The EUR/USD pair showed resilience in the face of the European Central Bank (ECB) event risk, maintaining stability despite ECB President Christine Lagarde not adopting an extremely dovish stance. The euro experienced a slight dip at the end of the trading session, but the currency pair continued to hover around the 1.05 mark.

Analysts from ING observed that the direction for eurozone interest rates is trending downward, with expectations that rates could surpass the neutral threshold of 2.00/2.25%.

The recent widening of the Italian:German sovereign bond spread was seen more as a result of profit-taking and position adjustments rather than a reaction to the ECB’s awareness of the potential eurozone economic slowdown.

The spread had previously been unusually narrow, suggesting the current movement is not indicative of a larger concern about the ECB’s monetary policy direction.
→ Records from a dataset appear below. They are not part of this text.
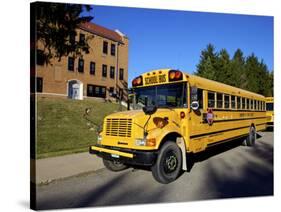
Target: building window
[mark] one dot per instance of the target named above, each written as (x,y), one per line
(81,65)
(40,57)
(39,84)
(70,63)
(105,47)
(96,91)
(211,99)
(90,90)
(104,70)
(92,68)
(112,71)
(121,74)
(112,51)
(82,38)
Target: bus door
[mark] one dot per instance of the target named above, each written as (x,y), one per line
(198,119)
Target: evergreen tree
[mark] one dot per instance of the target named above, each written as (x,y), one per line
(223,72)
(208,63)
(56,24)
(249,74)
(238,70)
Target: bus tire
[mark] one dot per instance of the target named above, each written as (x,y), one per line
(168,164)
(251,139)
(114,165)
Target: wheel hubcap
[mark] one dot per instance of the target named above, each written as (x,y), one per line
(170,162)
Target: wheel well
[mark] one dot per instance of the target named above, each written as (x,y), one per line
(170,137)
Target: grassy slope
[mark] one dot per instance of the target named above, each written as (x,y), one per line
(61,128)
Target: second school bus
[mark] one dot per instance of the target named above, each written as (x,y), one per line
(175,113)
(270,111)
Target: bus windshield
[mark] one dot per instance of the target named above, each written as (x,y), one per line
(162,96)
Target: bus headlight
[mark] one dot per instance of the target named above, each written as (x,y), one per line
(99,138)
(140,142)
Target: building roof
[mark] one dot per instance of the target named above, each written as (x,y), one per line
(101,31)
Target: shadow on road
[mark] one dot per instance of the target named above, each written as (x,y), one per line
(254,177)
(241,172)
(211,152)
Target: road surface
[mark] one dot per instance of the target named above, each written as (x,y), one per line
(230,170)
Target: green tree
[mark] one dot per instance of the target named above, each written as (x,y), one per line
(238,70)
(223,72)
(56,25)
(246,73)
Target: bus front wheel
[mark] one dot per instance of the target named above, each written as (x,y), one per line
(168,164)
(113,165)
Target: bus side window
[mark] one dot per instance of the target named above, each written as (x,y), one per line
(226,101)
(243,103)
(200,98)
(232,102)
(211,99)
(219,100)
(238,102)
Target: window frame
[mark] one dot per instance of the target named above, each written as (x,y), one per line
(121,76)
(104,70)
(68,64)
(82,38)
(112,72)
(92,68)
(105,47)
(80,70)
(112,49)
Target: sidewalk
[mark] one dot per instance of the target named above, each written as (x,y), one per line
(53,168)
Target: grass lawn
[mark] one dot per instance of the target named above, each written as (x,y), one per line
(61,128)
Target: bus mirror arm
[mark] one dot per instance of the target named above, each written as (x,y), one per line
(148,110)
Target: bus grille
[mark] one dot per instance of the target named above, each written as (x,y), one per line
(119,127)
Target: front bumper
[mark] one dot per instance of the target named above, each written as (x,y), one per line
(127,156)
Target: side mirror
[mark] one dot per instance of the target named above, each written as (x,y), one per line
(149,110)
(194,105)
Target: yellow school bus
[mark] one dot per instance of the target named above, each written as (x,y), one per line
(175,113)
(270,111)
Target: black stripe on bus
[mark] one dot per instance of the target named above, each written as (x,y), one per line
(225,120)
(223,141)
(221,131)
(234,110)
(211,133)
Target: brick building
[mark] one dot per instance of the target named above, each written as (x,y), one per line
(100,73)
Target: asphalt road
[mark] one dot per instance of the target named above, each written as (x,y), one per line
(227,171)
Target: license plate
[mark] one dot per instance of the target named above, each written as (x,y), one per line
(115,156)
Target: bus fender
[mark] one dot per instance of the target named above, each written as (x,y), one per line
(181,145)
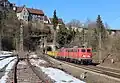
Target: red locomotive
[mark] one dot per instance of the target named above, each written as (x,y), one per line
(77,55)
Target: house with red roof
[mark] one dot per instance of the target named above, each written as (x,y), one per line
(29,14)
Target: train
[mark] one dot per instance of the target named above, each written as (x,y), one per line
(80,55)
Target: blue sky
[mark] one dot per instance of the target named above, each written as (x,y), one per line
(78,9)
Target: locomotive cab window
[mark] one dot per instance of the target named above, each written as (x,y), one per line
(49,49)
(88,50)
(82,50)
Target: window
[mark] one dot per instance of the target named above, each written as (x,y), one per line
(49,49)
(82,50)
(88,50)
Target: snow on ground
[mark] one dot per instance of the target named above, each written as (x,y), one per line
(39,61)
(5,61)
(10,61)
(5,53)
(58,75)
(9,67)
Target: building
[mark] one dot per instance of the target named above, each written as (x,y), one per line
(29,14)
(60,22)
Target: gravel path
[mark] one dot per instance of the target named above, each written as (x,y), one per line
(24,74)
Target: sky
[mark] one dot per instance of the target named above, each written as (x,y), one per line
(78,9)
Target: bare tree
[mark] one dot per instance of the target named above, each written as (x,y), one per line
(74,23)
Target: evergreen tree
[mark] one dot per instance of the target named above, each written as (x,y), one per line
(101,28)
(55,20)
(55,23)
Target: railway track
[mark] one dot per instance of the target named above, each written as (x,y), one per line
(101,70)
(36,72)
(109,73)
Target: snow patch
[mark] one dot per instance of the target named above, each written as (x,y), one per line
(39,61)
(5,61)
(8,69)
(58,75)
(22,63)
(5,53)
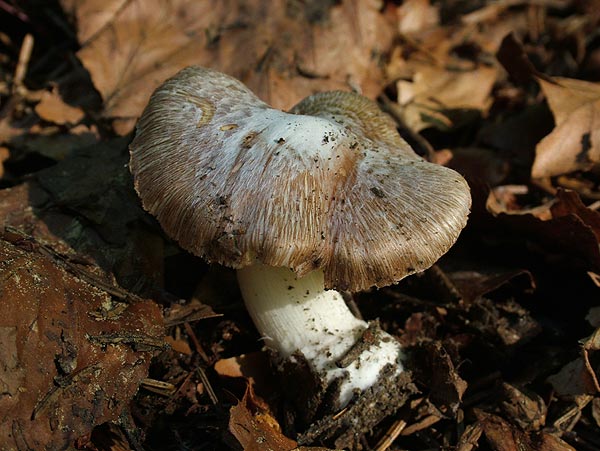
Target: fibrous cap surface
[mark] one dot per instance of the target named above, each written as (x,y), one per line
(329,185)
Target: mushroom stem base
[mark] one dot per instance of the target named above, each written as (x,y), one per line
(312,328)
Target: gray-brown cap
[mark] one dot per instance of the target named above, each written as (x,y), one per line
(329,185)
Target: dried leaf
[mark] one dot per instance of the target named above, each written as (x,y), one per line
(472,285)
(60,361)
(571,232)
(52,108)
(415,16)
(574,144)
(580,376)
(433,364)
(254,428)
(283,51)
(526,410)
(503,436)
(435,90)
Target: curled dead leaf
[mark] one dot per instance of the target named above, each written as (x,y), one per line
(574,144)
(65,370)
(282,50)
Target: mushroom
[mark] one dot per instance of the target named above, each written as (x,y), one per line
(327,196)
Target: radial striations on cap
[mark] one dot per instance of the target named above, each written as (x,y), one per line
(329,185)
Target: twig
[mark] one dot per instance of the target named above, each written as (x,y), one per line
(391,435)
(209,389)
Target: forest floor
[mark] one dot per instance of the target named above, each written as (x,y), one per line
(112,337)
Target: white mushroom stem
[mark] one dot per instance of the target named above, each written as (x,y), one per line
(299,315)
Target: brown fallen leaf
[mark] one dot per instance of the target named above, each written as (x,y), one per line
(574,144)
(565,227)
(436,369)
(433,91)
(52,108)
(65,369)
(503,436)
(282,50)
(254,428)
(527,410)
(580,377)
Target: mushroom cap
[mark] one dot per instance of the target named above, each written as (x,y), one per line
(328,185)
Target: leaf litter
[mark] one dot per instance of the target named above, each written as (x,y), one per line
(501,334)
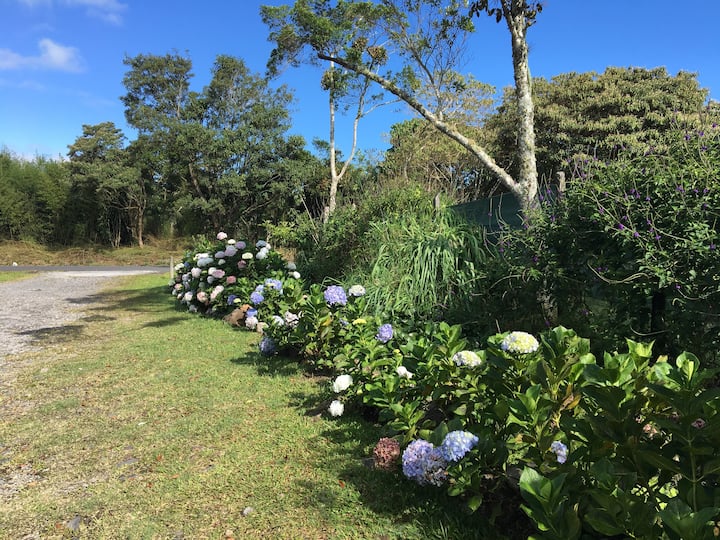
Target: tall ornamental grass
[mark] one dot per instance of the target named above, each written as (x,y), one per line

The EUR/USD pair is expected to remain close to the 1.05 level for the day. Market participants are looking ahead to next Wednesday’s Federal Open Market Committee (FOMC) meeting, which is anticipated to be the next significant event influencing the dollar.

Those holding short positions in EUR/USD are predicted to maintain their stance, as it is considered a carry-positive position. The short-term trading range is projected to be between 1.0450 and 1.0550.

In Switzerland, the Swiss National Bank (SNB) opted for a more assertive 50 basis point rate cut. Martin Schlegel, the new President of the SNB, expressed a dislike for negative interest rates but acknowledged the bank’s willingness to implement them if necessary.

Although not fully convinced of a negative rate scenario for the SNB next year, ING maintains that the SNB will likely not cut rates as deeply as the ECB, predicting a downward trend for the EUR/CHF pair.